Elle se retourna, poussa un cri, et, moitié nageant, moitié marchant, se cacha tout à fait derrière sa roche.
Comme il fallait bien qu'elle sortît, je m'assis sur la berge et
j'attendis. Alors elle montra tout doucement sa tête surchargée de
cheveux noirs liés à la diable. Sa bouche était large, aux lèvres
retroussées comme des bourrelets, ses yeux énormes, effrontés, et toute
sa chair un peu brunie par le climat semblait une chair d'ivoire
ancien, dure et douce, de belle race blanche teintée par le soleil des
nègres.
Elle me cria :" Allez-vous-en. " Et sa voix pleine, un peu forte
comme toute sa personne, avait un accent guttural. Je ne bougeai point.
Elle ajouta : " Ça n'est pas bien de rester là, monsieur. " Les r, dans sa bouche, roulaient comme des chariots. Je ne remuai pas davantage. La tête disparut.
Dix minutes s'écoulèrent ; et les cheveux, puis le front, puis les
yeux se remontrèrent avec lenteur et prudence, comme font les enfants
qui jouent à cache-cache pour observer celui qui les cherche.
Cette fois, elle eut l'air furieux ; elle cria : " Vous allez me
faire attraper mal. Je ne partirai pas tant que vous serez là. " Alors
je me levai et m'en allai, non sans me retourner souvent. Quand elle me
jugea assez loin, elle sortit de l'eau à demi courbée, me tournant ses
reins ; et elle disparut dans un creux du roc, derrière une jupe
suspendue à l'entrée.
Je revins le lendemain. Elle était encore au bain, mais vêtue d'un
costume entier. Elle se mit à rire en me montrant ses dents luisantes.

Huit jours après, nous étions amis. Huit jours de plus, et nous le devenions encore davantage.

Elle s'appelait Marroca, d'un surnom sans doute, et prononçait ce mot comme s'il eût contenu quinze r.
Fille de colons espagnols, elle avait épousé un Français nommé
Pontabèze. Son mari était employé de l'État. Je n'ai jamais su bien au
juste quelles fonctions il remplissait.

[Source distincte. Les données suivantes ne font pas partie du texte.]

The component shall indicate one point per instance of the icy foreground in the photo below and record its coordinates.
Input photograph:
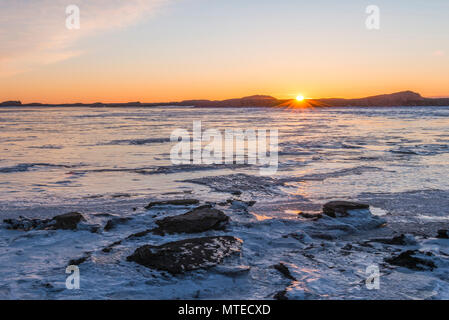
(231, 233)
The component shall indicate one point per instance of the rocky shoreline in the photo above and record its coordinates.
(338, 218)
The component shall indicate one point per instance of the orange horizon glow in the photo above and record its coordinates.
(161, 51)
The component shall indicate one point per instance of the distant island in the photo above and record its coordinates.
(404, 98)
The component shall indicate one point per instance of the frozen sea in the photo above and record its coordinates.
(111, 162)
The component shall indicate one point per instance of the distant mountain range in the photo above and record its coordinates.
(404, 98)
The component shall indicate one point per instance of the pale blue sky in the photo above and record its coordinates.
(170, 50)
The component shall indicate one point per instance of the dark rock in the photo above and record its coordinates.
(443, 234)
(178, 202)
(281, 295)
(112, 223)
(24, 224)
(408, 260)
(340, 208)
(68, 221)
(401, 240)
(111, 246)
(187, 255)
(77, 262)
(282, 268)
(200, 219)
(313, 216)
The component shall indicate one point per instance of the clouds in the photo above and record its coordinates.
(33, 32)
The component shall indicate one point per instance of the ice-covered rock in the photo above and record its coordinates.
(200, 219)
(175, 202)
(443, 234)
(402, 240)
(67, 221)
(187, 255)
(340, 208)
(412, 259)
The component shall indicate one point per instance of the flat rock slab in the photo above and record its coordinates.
(176, 202)
(340, 208)
(67, 221)
(187, 255)
(410, 259)
(200, 219)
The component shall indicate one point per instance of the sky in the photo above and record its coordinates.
(171, 50)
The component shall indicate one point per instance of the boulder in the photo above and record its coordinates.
(200, 219)
(408, 259)
(402, 240)
(112, 223)
(443, 234)
(340, 208)
(282, 268)
(67, 221)
(176, 202)
(187, 255)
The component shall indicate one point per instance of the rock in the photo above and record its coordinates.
(340, 208)
(68, 221)
(282, 268)
(232, 271)
(281, 295)
(241, 205)
(112, 223)
(24, 224)
(443, 234)
(402, 240)
(408, 260)
(187, 255)
(200, 219)
(77, 262)
(312, 216)
(176, 202)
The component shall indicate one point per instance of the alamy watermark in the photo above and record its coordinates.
(372, 22)
(73, 280)
(372, 282)
(230, 146)
(73, 18)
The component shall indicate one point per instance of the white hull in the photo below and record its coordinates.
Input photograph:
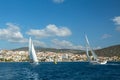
(96, 62)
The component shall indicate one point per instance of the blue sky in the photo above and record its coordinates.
(59, 23)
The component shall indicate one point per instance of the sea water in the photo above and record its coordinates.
(59, 71)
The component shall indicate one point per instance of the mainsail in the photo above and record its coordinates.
(32, 54)
(95, 58)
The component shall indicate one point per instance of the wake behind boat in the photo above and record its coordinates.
(95, 59)
(32, 55)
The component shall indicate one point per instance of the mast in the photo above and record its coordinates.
(93, 53)
(32, 53)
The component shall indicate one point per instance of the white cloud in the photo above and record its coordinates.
(11, 33)
(65, 45)
(50, 30)
(39, 43)
(117, 20)
(106, 36)
(118, 28)
(58, 1)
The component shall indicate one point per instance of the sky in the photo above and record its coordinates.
(59, 23)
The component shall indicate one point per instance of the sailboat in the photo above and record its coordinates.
(95, 59)
(55, 59)
(32, 54)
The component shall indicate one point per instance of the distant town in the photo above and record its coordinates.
(48, 56)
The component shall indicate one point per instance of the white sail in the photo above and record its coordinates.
(32, 54)
(96, 60)
(87, 53)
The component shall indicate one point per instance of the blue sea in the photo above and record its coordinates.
(60, 71)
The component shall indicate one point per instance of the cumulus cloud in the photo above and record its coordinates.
(118, 28)
(50, 30)
(11, 33)
(58, 1)
(65, 44)
(106, 36)
(39, 43)
(117, 20)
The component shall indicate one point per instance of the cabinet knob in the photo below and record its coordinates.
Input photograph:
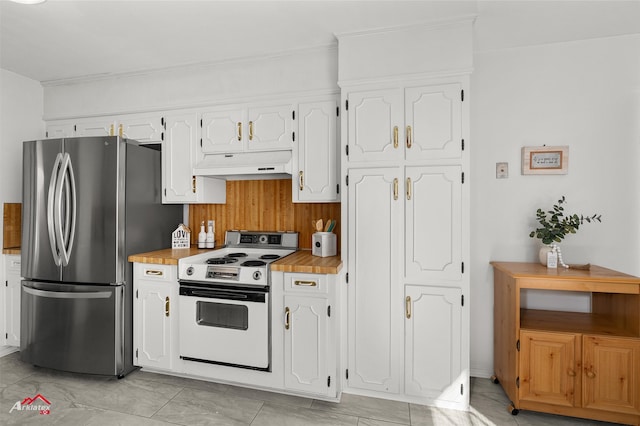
(395, 136)
(287, 318)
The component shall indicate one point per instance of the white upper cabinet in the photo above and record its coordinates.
(375, 120)
(60, 129)
(222, 130)
(239, 128)
(270, 127)
(433, 122)
(95, 127)
(316, 171)
(433, 221)
(143, 128)
(414, 124)
(179, 154)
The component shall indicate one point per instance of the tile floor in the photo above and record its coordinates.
(143, 399)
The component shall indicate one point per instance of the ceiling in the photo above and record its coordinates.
(64, 40)
(67, 39)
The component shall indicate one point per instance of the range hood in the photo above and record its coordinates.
(246, 165)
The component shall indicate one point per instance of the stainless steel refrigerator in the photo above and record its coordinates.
(88, 203)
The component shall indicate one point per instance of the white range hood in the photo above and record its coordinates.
(246, 165)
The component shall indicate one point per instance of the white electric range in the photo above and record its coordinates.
(225, 300)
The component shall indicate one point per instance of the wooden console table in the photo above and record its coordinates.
(569, 363)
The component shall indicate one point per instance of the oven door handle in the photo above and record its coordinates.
(215, 294)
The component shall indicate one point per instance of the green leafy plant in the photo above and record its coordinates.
(555, 225)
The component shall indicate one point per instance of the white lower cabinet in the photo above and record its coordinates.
(433, 343)
(155, 315)
(310, 318)
(12, 301)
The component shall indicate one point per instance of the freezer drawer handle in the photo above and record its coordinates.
(68, 295)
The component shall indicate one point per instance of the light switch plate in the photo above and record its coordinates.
(502, 170)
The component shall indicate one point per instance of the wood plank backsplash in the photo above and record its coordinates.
(262, 205)
(11, 225)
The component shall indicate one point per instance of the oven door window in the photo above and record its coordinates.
(222, 315)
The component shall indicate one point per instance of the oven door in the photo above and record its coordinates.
(223, 324)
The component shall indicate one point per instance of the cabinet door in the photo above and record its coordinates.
(142, 128)
(223, 130)
(376, 130)
(270, 127)
(179, 183)
(433, 337)
(374, 314)
(317, 160)
(104, 127)
(611, 374)
(433, 199)
(12, 301)
(433, 120)
(153, 315)
(306, 344)
(550, 367)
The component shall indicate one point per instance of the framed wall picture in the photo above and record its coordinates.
(545, 160)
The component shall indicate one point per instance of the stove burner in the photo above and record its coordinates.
(253, 263)
(237, 255)
(270, 256)
(221, 260)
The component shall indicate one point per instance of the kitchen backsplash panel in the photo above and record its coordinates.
(12, 221)
(262, 205)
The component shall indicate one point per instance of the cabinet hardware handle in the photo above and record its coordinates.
(395, 136)
(395, 189)
(287, 317)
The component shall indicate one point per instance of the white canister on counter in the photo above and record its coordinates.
(202, 236)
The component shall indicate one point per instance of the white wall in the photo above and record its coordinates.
(585, 94)
(21, 102)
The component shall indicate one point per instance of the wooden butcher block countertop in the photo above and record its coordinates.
(166, 256)
(303, 261)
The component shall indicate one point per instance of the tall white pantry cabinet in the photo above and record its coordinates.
(405, 157)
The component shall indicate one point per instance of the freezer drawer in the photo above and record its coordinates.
(77, 328)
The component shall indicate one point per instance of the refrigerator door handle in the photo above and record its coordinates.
(67, 295)
(69, 227)
(51, 208)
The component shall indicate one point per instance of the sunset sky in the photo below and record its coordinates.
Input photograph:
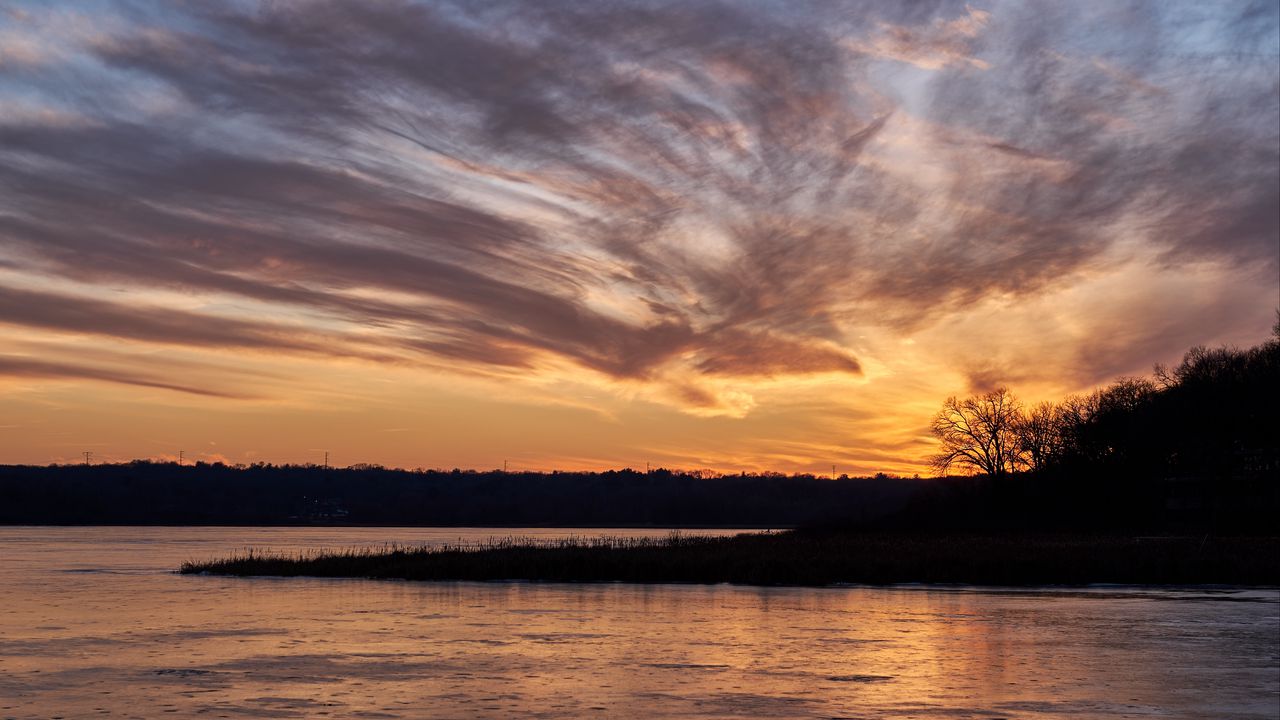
(740, 236)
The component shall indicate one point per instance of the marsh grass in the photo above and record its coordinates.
(792, 557)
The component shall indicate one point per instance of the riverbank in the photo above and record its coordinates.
(798, 557)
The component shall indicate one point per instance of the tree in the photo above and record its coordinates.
(979, 433)
(1040, 434)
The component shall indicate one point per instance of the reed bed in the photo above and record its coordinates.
(792, 559)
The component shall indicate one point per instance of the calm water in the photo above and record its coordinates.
(92, 623)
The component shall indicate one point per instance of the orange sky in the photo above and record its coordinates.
(698, 236)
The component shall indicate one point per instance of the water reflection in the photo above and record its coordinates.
(91, 623)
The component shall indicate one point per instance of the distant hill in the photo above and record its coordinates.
(280, 495)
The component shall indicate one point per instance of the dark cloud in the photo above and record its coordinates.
(624, 185)
(18, 367)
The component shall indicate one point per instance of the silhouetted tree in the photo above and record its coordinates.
(979, 433)
(1040, 434)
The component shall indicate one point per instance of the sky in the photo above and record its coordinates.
(725, 236)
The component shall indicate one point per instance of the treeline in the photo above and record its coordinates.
(1191, 446)
(280, 495)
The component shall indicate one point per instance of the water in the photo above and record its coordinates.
(94, 624)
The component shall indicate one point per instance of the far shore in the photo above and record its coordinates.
(801, 557)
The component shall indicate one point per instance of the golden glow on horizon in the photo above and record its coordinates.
(777, 245)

Je constatai qu'il était fort
occupé, et je n'en demandai pas plus long.
Alors, changeant l'heure de son bain, elle vint chaque jour après
mon déjeuner faire la sieste en ma maison. Quelle sieste ! Si c'est là
se reposer !
C'était vraiment une admirable fille, d'un type un peu bestial,
mais superbe. Ses yeux semblaient toujours luisants de passion ; sa
bouche entrouverte, ses dents pointues, son sourire même avaient
quelque chose de férocement sensuel, et ses seins étranges, allongés et
droits, aigus comme des poires de chair, élastiques comme s'ils eussent
renfermé des ressorts d'acier, donnaient à son corps quelque chose
d'animal, faisaient d'elle une sorte d'être inférieur et magnifique, de
créature destinée à l'amour désordonné, éveillant en moi l'idée des
obscènes divinités antiques dont les tendresses libres s'étendaient au
milieu des herbes et des feuilles.
Et jamais femme ne porta dans ses flancs de plus inapaisables
désirs. Ses ardeurs acharnées et ses hurlantes étreintes, avec des
grincements de dents, des convulsions et des morsures, étaient suivies
presque aussitôt d'assoupissements profonds comme une mort. Mais elle
se réveillait brusquement en mes bras, toute prête à des enlacements
nouveaux, la gorge gonflée de baisers.

Son esprit, d'ailleurs, était simple comme deux et deux font quatre, et un rire sonore lui tenait lieu de pensée.
Fière par instinct de sa beauté, elle avait en horreur les voiles
les plus légers ; et elle circulait, courait, gambadait dans ma maison
avec une impudeur inconsciente et hardie. Quand elle était enfin repue
d'amour, épuisée de cris et de mouvements, elle dormait à mes côtés sur
le divan, d'un sommeil fort et paisible ; tandis que l'accablante
chaleur faisait pointer sur sa peau brunie de minuscules gouttes de
sueur, dégageait d'elle, de ses bras relevés sous sa tête, de tous ses
replis secrets, cette odeur fauve qui plaît aux mâles.
Quelquefois elle revenait le soir, son mari étant de service je ne
sais où. Nous nous étendions alors sur la terre, à peine enveloppés en
de fins et flottants tissus d'Orient.
Quand la grande lune illuminante des pays chauds s'étalait en plein
dans le ciel, éclairant la ville et le golfe avec son cadre arrondi de
montagnes, nous apercevions alors sur toutes les autres terrasses comme
une armée de silencieux fantômes étendus qui parfois se levaient,
changeaient de place, et se recouchaient sous la tiédeur langoureuse du
ciel apaisé.
Malgré l'éclat de ces soirées d'Afrique, Marroca s'obstinait à se
mettre nue encore sous les clairs rayons de la lune ; elle ne
s'inquiétait guère de tous ceux qui nous pouvaient voir, et souvent
elle poussait par la nuit, malgré mes craintes et mes prières, de longs
cris vibrants, qui faisaient au loin hurler les chiens.
Comme je sommeillais le soir, sous le large firmament tout
barbouillé d'étoiles, elle vint s'agenouiller sur mon tapis, et
approchant de ma bouche ses grandes lèvres retournées :

" Il faut, dit-elle, que tu viennes dormir chez moi. "

Je ne comprenais pas.

" Comment, chez toi ?

- Oui, quand mon mari sera parti, tu viendras dormir à sa place. "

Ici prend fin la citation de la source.